Sin dudarlo un instante, el timonel del Estado se dejó caer sobre la primera dama que encontró a mano y comenzó a estrangularla. Los otros invitados siguieron su ejemplo. Y el archiestrangulamiento repetido por multitud de espejos se liberaba de todos los infinitos y crecía, crecía, crecía... hasta que la estrangulación cesó... ¡Y de esa manera el banquete rompió los últimos lazos que lo unían con el mundo normal y se liberaba de cualquier control humano!
La archiduquesa cayó al suelo... muerta. Cayeron también muchas damas estranguladas. La inmovilidad, una horrorosa inmovilidad multiplicada por los espejos, absolutamente silenciosa, comenzó a crecer y a crecer...
Crecía.
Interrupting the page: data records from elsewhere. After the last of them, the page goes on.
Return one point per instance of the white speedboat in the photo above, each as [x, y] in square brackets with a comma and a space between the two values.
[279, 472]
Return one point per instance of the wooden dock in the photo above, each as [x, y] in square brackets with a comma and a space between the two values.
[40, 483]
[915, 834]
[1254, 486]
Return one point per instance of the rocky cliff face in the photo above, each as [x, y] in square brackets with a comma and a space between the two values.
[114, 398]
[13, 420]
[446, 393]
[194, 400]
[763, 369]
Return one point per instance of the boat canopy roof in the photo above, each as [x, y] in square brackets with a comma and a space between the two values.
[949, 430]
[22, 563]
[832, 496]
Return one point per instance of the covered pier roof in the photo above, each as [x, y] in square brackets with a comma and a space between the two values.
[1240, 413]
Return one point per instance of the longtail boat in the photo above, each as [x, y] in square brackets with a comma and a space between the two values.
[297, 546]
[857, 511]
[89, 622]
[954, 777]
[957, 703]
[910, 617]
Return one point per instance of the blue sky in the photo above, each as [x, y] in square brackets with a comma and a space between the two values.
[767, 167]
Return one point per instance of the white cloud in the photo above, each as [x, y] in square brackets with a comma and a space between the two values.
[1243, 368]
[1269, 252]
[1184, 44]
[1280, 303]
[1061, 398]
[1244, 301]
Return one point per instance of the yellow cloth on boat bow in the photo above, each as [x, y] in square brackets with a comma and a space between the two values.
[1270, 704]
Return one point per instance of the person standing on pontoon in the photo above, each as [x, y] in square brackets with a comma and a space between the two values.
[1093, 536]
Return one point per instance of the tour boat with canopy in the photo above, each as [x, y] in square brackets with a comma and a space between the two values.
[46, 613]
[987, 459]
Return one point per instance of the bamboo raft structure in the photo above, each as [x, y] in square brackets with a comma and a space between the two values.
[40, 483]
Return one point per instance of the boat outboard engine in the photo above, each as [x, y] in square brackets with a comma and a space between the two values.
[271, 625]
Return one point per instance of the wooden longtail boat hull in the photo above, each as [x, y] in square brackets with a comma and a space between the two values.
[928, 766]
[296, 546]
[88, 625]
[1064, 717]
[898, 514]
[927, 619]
Crecía sin tregua y se multiplicaba en los océanos de la quietud, entre las inmensidades del silencio, y reinaba, la archiinmovilidad en persona, la quintaesencia de lo inmóvil que, al descender a la Tierra, se imponía y reinaba...
Fue entonces cuando el Rey se dio a la fuga.
Gesticulando, presa de un pánico indecible, con las dos manos en el culo, el Rey comenzó a huir, corrió hacia la puerta, con la obsesión de dejar tras de sí, muy atrás, todo aquel archirreino. Los invitados advirtieron que el Rey, su Rey, escapaba... ¡Un instante más, y el Rey habría huido! Observaban todo lo que estaba ocurriendo con estupefacción, pues ellos no tenían derecho a detener a un rey... al Rey. ¿Quién podía atreverse a hacer uso de la fuerza para detener al Rey?
—¡Sigámosle! —gritó el anciano—. ¡Sigámosle! ¡Tras él!
El aire frío de la noche golpeó las mejillas de los dignatarios, mientras corrían por la explanada del castillo. El Rey huía por la carretera, le seguía muy cerca el Gran Canciller, y todos los invitados corrían a sus talones. Y entonces el archigenio de aquel estadista se reveló una vez más en todo su archipoder... en efecto, la ignominiosa huida del rey se transformó en una carga de infantería, y ya no se sabía si el rey huía, o si el rey dirigía el asalto. ¡Oh, las aladas colas de los embajadores, las túnicas violeta o escarlata de los prelados, las chaquetas negras de los ministros, las ropas de etiqueta de los grandes señores, oh, qué galope, qué archigalope de tantos dignatarios! Los ojos de la plebe jamás habían visto nada semejante. ¡Los magnates, los latifundistas, los descendientes de las estirpes más gloriosas galopaban junto a los oficiales del Estado Mayor, cuyo galope se unía al de los ministros todopoderosos, al de los mariscales y chambelanes, y al galope desenfrenado de algunas grandes damas de la Corte! ¡Oh, qué carrera, qué archicarrera de mariscales, de chambelanes, la carrera de los ministros, el galope de los embajadores en medio de la noche tenebrosa, bajo las luces de las lámparas, bajo la bóveda del cielo! Los cañones del castillo dispararon. ¡Y el Rey se lanzó a la carga!
Y archicargando a la cabeza de su archiescuadrón, el archirrey archicargó en las tinieblas de la noche.